New Windows Anomalies and Some UNIX Comparisons - 4/9/01
Here I use "new" to mean anomalies not previously seen by or
commented on by me. From what I know of Windows, it would
surprise me greatly if others had never encountered these or
similar problems.
There was a power outage here yesterday that lasted over 40
minutes. All my systems are on UPSs but generally not with
enough reserve to last that long. I happen to use APC UPSs which
come with the hardware and software necessary to connect Windows
PCs to the UPSs. This allows an automated "managed" shutdown to
be initiated after a set period of time rather than simply
letting the machine crash when the battery runs out. For reasons
of system integrity, a managed shutdown is preferred, especially
on systems that may be engaged in active disk activity such as
writing log files. Due to the fragility of the Windows
registry, it's more important that Windows systems be shut down
properly rather than simply be allowed to crash.
Not only the computers but all routers, switches and other
equipment necessary to maintain functioning web sites are on UPSs.
My sites can and do remain up and available through
short local power outages. This means that the web servers
and firewall are likely to be active and thus writing logs at the
time of a power failure.
My NT server and workstation shutdown in response to the UPS
software. The firewall, which will nearly always be active if any
of the web servers are, failed when the UPS battery ran down.
The UPS that the Linux and OpenBSD web servers were on lasted
until power was restored. The Linux and OpenBSD servers had been
up 204 and 53 days respectively. Both continued their long up-time
runs. (The Linux machine was up for 336 days when the reset button
was accidentally pressed. The OpenBSD machine was up until it
was moved.) Neither ever crashes. Except for hardware changes and
operating system upgrades, it's hard to think of a reason for
ever rebooting either. Any daemon (service) can be stopped and
started and upgraded if necessary, at will and networking setup
changed without rebooting.
The firewall had to go through its file systems checks and thus
took somewhat longer than normal to boot. This is still not much
longer than a typical NT server boot including starting of
services. Everything worked as expected and there no problems;
the system remained up until it was upgraded a few months later.

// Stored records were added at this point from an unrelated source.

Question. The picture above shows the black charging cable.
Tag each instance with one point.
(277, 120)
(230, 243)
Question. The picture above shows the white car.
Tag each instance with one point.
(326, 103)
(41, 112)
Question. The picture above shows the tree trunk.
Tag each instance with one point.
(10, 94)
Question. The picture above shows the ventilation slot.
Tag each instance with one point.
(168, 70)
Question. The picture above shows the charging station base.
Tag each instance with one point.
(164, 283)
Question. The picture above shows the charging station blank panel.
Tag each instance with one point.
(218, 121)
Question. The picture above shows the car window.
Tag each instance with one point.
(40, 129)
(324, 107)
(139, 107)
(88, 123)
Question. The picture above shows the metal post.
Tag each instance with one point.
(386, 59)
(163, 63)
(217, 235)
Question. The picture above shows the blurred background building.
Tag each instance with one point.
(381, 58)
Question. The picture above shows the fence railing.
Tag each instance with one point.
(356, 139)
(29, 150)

The NT workstation was OK but the NT server didn't fare quite so
well. When the NT server rebooted, it first came up with the
wrong login dialog box. This server is a Primary Domain
Controller and the login box is supposed to have three fields for
user name, password and domain. The domain field was not
displayed on the login box, just the user name and password
fields. I made several attempts to log in but knew it would be
futile.
I think this is the third time I've now seen this odd behavior
after a reboot. The first time, I did not recognize the odd
login dialog and tried repeatedly, with every username and
password I knew to log on but none were accepted. I did a
hardware reset and the normal login prompt appeared. I logged in
successfully on the first attempt. The second and third times I
saw the odd login box, I used the hardware reset after only a few
failed login attempts. I think in each case the normal login
appeared after a single extra reboot.
Following the reboot (1) and login, the NT server appeared normal;
there were no error messages or dialog boxes indicating any
failed services. The first sign of a problem was when my
intrusion detection system
started displaying warnings that logs from the other servers were
not available. They were not available because FTP was not
running on the NT server. Neither was the web server as it
turned out. Manual attempts to start both failed, generating the
following error message: "Could not start the World Wide Web
Publishing Service service (sic) on \\NT. Error 2140. An
internal Windows NT error occured." The FTP message was
identical except for substituting "FTP Publishing Service".
Multiple attempts produced the same results.
Another reboot (2) failed to start either service and manual
attempts generated the same error messages. At no time were
there either system dialog box error messages or event log
entries to indicate that a service had failed to start. It was my
own custom programmed warning system and no NT feature that
alerted me to the problem. Microsoft's unhelpful error messages
provided no useful information that I was not already aware of.
As these messages were displayed only in response to manual
efforts to fix an error condition that was identified by other
means, no Microsoft error message or system log played any useful
role in either identifying or fixing a major system problem.
Even after I was aware of the problem and knew when it occurred,
I could find no event log entries describing the problem.
I guessed that something in the registry had become corrupted. I
rebooted (3) to the alternate copy of NT that I install on all my
NT systems as insurance against just such occurrences. When I
saw that the "system" part of the registry was about 50% larger
than the backup made a few hours before the power failure, even
though no system changes had been made, I thought for sure I'd
found the problem. I restored the backup registry over the
production registry and rebooted (4) once more.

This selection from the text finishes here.